In case you were thinking of parsing this madness with a quick script, you might want to know that the lat section will omit entries and whole lines if there is no data. For example, the SAS drive I've been referencing didn't manage to do any IO faster than a millisecond, so this is the only line.

  cpu          : usr=5.32%, sys=21.95%, ctx=2829095, majf=0, minf=21

Here's the user/system CPU percentages followed by context switches then major and minor page faults. Since the test is configured to use direct IO, there should be very few page faults.

  IO depths    : 1=100.0%, 2=0.0%, 4=0.0%, 8=0.0%, 16=0.0%, 32=0.0%, &gt;=64=0.0%

Fio has an iodepth setting that controls how many IOs it issues to the OS at any given time. This is entirely application-side, meaning it is not the same thing as the device's IO queue. In this case, iodepth was set to 1 so the IO depth was always 1 100% of the time.

     submit    : 0=0.0%, 4=100.0%, 8=0.0%, 16=0.0%, 32=0.0%, 64=0.0%, &gt;=64=0.0%
     complete  : 0=0.0%, 4=100.0%, 8=0.0%, 16=0.0%, 32=0.0%, 64=0.0%, &gt;=64=0.0%

submit and complete represent the number of submitted IOs at a time by fio and the number completed at a time. In the case of the thrashing test used to generate this output, the iodepth is at the default value of 1, so 100% of IOs were submitted 1 at a time placing the results in the 1-4 bucket. Basically these only matter if iodepth is greater than 1.

These will get much more interesting when I get around to testing the various schedulers.

     issued    : total=r=2621440/w=0/d=0, short=r=0/w=0/d=0

The number of IOs issued. Something is weird here since this was a 50/50 read/write load, so there should have been an equal number of writes. I suspect having unified_rw_reporting enabled is making fio count all IOs as reads.

If you see short IOs in a direct IO test something has probably gone wrong.
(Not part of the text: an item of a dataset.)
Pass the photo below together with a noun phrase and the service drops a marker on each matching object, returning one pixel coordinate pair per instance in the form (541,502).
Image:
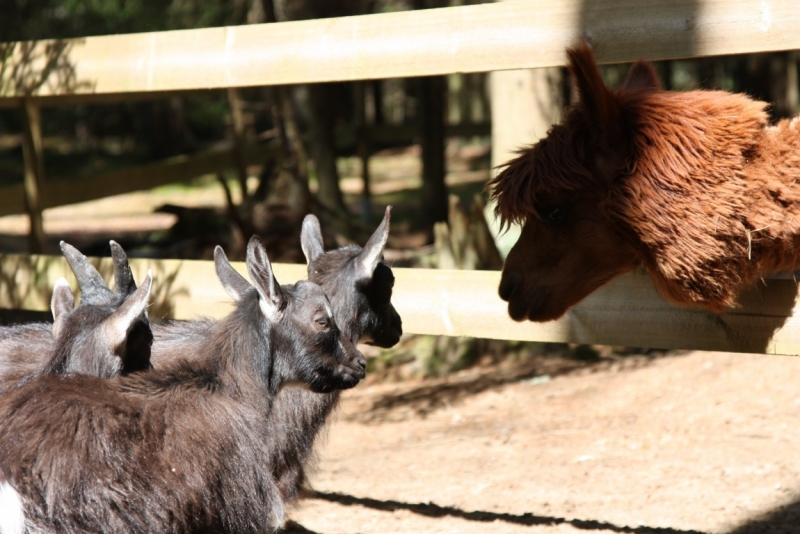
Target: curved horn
(123,277)
(89,280)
The reference I found in the Linux kernel indicates that this happens at EOF and likely end of device.

     latency   : target=0, window=0, percentile=100.00%, depth=1

Fio can be configured with a latency target, which will cause it to adjust throughput until it can consistently hit the configured latency target. I haven't messed with this much yet. In time or size-based tests, this line will always look the same. All four of these values represent the configuration settings latency_target, latency_window, latency_percentile, and iodepth.

Run status group 0 (all jobs):

fio supports grouping different tests for aggregation. For example, I can have one config for SSDs and HDDs mixed in the same file, but set up groups to report the IO separately. I'm not doing this for now, but future configs will need this functionality.

  MIXED: io=12497MB, aggrb=42653KB/s, minb=277KB/s, maxb=41711KB/s, mint=300000msec, maxt=300012msec

And finally, the total throughput and time. io= indicates the amount of IO done in total. It will be variable for timed tests and should match the size parameter for sized tests. aggrb is the aggregate bandwidth across all processes / devices. minb/maxb show minimum/maximum observed bandwidth. mint/maxt show the shortest & longest times for tests. Similar to the io= parameter, these should match the runtime parameter for time-based tests and will vary in size-based tests.

Since I ran this test with unified_rw_reporting enabled, we only see a line for MIXED. If it's disabled there will be separate lines for READ and WRITE.

Simple, right? I'll be spending a lot more time with fio for the next few weeks and will post more examples of configs, output, and graphing code.